Nonlinear Mathematics

Numbering Code U-LAS10 20011 LJ55 Year/Term 2022 ・ First semester
Number of Credits 2 Course Type Lecture
Target Year Mainly 2nd year students Target Student For science students
Language Japanese Day/Period Thu.3
Instructor name ISO YUUSUKE (Graduate School of Informatics Professor)
FUJIWARA HIROSHI (Graduate School of Informatics Associate Professor)
Outline and Purpose of the Course 自然現象・生命現象・社会現象などの諸現象の解析を現象の“数理モデル化”を通して行なうことは、古くから行われていることである。
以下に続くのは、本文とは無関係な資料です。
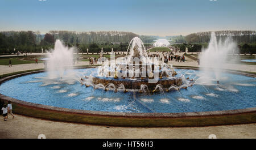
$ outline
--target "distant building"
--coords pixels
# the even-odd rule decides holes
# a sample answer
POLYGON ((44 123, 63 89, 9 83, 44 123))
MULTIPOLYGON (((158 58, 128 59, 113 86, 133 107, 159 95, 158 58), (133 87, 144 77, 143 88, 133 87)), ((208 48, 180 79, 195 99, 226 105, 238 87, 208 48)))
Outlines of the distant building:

数理モデルの解析は数学解析、特に微分方程式の研究によって支えられ、また同時に解析学の研究の刺激となってその研究の深化に寄与している。20世紀前半までは線型化で得られる“線型モデル”が議論の中心であったが、コンピュータの飛躍的な発展と数学解析の進歩に伴って非線型モデルの解析が盛んになり、近年の先端的な科学・技術では「非線型性」に焦点を当てた解析が重要視されている。本講義では「非線型微分方程式と非線型現象」の数理解析の入門として、幾つかの具体例やその解き方を通して、非線型解析で必要となる基礎的な事項を講述する。また、非線型問題へのアプローチを通して数学解析・数値解析の面白さを実感してもらうことも一つの目標としている。
Course Goals 非線型問題の数理解析に必要な数学解析・数値解析等の基本事項の理解と修得を図る。
Schedule and Contents (1)非線型問題の初等的な例として代数方程式を取り上げ、その近似解法を非線型問題の数値計算アルゴリズムである Newton 法の視点から概説する。ここではいわゆる全根解法のアルゴリズムについても紹介する。(4回程度)

(2)現象の数理モデリングを概説し、いくつかの具体例について微分方程式を利用した数理モデリングを紹介する。(2回程度)

(3)前項で取り上げた微分方程式の数学解析と数値解析の基本的な事項を講述する。(5回程度)

(4)近年注目を受けている「分数階」方程式の考え方を紹介し、整数階方程式との相違などを解析学の視点から基礎的な事項を説明する。(4回程度)

講義内容は1回生で学修する微分積分学および線型代数の内容は既知とする。必要に応じて常微分方程式、函数論および函数解析等の少し高度な解析学の知識も利用するが、その場合には簡単な説明を行う。 なお、受講生の基礎学力や興味等を考慮し、
上記の4点の進め方や内容の一部を変更することがある。また、講義は担当者2名が適宜分担する予定である。内容の変更や分担の詳細は授業中に説明する。授業はフィードバック週も含めて15回実施される。

なお、フィードバック授業の内容については、授業の進捗状況や履修者の理解度を考慮して、別途指示する。
Evaluation Methods and Policy 原則として、定期試験のみによって成績評価を行なうこととし、その詳細は講義時に説明する。なお、受講生の理解度などを考慮してレポートを課すことがあるが、その際にはレポート評価を成績評価に加味することがある。また平常点(講義時の質問に対する優れた回答など)を成績評価に加味する場合もある。ただし、定期試験を実施した場合は、定期試験の成績で「不合格」扱いとなった者をレポート点や平常点により「合格」とすることはない。
気象警報等によって定期試験が実施できない場合は、レポート評価及び平常点をもって成績評価を行うことがある。
また成績の素点は、履修者の学修効果と学修成果を総合した上で点数を丸めて、96点、86点、76点、66点、60点、および50点以下の点数で表記する。
Course Requirements 1回生で学習する程度の微分積分学と線型代数の知識を既知とする。行列の対角化とJordan標準型等については必要となった際には、要点のみ補足説明を行う。
また「微分積分学続論」で学修する微分方程式やベクトル解析の知識は必要に応じて講義中に簡単に説明するが、その理解を深めるためにも本科目と並行して「微分積分学続論」の履修を強く勧める。
Study outside of Class (preparation and review) 講義時に演習問題が出された場合は、履修者が授業外でそれらに真摯に取り組んでいることを前提に授業を進める。
References, etc. 高等数学教程1巻ー12巻, スミルノフ, (共立出版)
数学解析(上・下), 溝畑 茂, (朝倉書店)
微分方程式序説, 岡村 博, (共立出版)
スミルノフのテキストは、やや古い本ではあるが、日本語(翻訳)で読める数学解析の体系としてまとまった優れた図書である。溝畑は和書としては珍しく微積分を「数学解析」の視点で扱っており、本講義の背景と通底する箇所も多い。岡村のテキストは、常微分方程式の初期値問題の理論としては最高峰の内容が微積分の知識だけで平易に述べられている。